Jason Snell, in an editorial for Macworld:
Okay, so the 680×0 era lasted 10 years. The PowerPC era lasted 12 years. We’re now almost 11 years into the Intel era. All things being equal, the time seems right for a fourth processor transition, and soon.
It could definitely happen. I don’t want to say that it won’t, because Apple’s desire to chart its own course and not be beholden to other companies for key parts of its products is well known. Having proven itself a capable chip designer with the A series, Apple could very well dump Intel and strike out on its own.
But I don’t think Apple will.
Snell’s reasons are manifold, but the biggest is cost: rewriting the components of MacOS that aren’t already forked for ARM would likely not be trivial, especially for a company that seems to dedicate fewer engineering resources towards the Mac.
David Sparks disagrees with Snell:
I can’t help but think that Apple’s tendency to want to control everything would probably be enough for them to commit resources to switching to ARM. If Apple designs their own silicon, they’ll never rely on Intel again. Also, with the ever increasing race for better battery life, I’d expect Apple could make a MacBook that runs a very long time on an ARM-based chip. Jason Snell’s a pretty smart guy and been around this racket much longer than I but I wouldn’t be surprised if Apple does bring ARM to the Mac at some point, even if it is just the lower-powered, super-long battery MacBooks.
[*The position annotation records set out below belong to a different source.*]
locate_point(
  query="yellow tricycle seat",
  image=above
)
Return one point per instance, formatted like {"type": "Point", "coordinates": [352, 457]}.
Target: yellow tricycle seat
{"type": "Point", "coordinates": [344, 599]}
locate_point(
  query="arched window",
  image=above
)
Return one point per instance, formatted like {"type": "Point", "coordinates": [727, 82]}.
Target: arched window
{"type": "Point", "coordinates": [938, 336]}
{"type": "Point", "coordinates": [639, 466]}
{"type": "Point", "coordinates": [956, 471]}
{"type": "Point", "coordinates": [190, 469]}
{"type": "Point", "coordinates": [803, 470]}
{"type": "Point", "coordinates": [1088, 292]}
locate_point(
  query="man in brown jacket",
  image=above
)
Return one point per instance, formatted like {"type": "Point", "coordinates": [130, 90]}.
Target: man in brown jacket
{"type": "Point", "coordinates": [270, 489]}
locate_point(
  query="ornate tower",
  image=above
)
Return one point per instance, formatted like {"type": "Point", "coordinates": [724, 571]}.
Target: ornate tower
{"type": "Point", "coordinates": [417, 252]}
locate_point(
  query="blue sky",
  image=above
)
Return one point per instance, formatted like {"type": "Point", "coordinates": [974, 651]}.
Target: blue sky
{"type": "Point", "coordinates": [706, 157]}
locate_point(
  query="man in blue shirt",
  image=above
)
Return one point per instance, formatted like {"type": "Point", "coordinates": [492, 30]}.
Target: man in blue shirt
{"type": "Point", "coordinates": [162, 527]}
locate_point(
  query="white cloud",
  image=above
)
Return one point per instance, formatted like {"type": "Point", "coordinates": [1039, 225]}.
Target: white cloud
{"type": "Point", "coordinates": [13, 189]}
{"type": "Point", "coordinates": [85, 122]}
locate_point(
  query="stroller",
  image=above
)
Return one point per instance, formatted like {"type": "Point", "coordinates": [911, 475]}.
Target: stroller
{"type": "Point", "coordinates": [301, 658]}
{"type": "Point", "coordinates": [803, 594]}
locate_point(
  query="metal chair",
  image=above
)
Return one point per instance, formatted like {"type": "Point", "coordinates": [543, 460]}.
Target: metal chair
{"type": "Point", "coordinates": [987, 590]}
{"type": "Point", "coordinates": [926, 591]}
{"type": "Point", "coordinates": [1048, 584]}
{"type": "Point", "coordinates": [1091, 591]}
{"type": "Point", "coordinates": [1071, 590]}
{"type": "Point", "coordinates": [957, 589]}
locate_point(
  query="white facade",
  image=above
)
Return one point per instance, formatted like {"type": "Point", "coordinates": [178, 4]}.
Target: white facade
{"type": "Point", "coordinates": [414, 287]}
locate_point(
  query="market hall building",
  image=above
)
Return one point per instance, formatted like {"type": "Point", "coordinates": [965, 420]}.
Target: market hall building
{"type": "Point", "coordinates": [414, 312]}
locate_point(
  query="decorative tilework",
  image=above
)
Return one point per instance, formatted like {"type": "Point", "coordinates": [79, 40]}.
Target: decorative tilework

There’s potentially a different avenue that Apple could take that would allow them some independence from Intel while also not requiring them to recompile MacOS for ARM: they could start developing their own x86 processors. It’s likely to cost far more than switching to ARM on the Mac, but it would give Apple the flexibility to build processors that meet their requirements for high-performance hardware well into the future.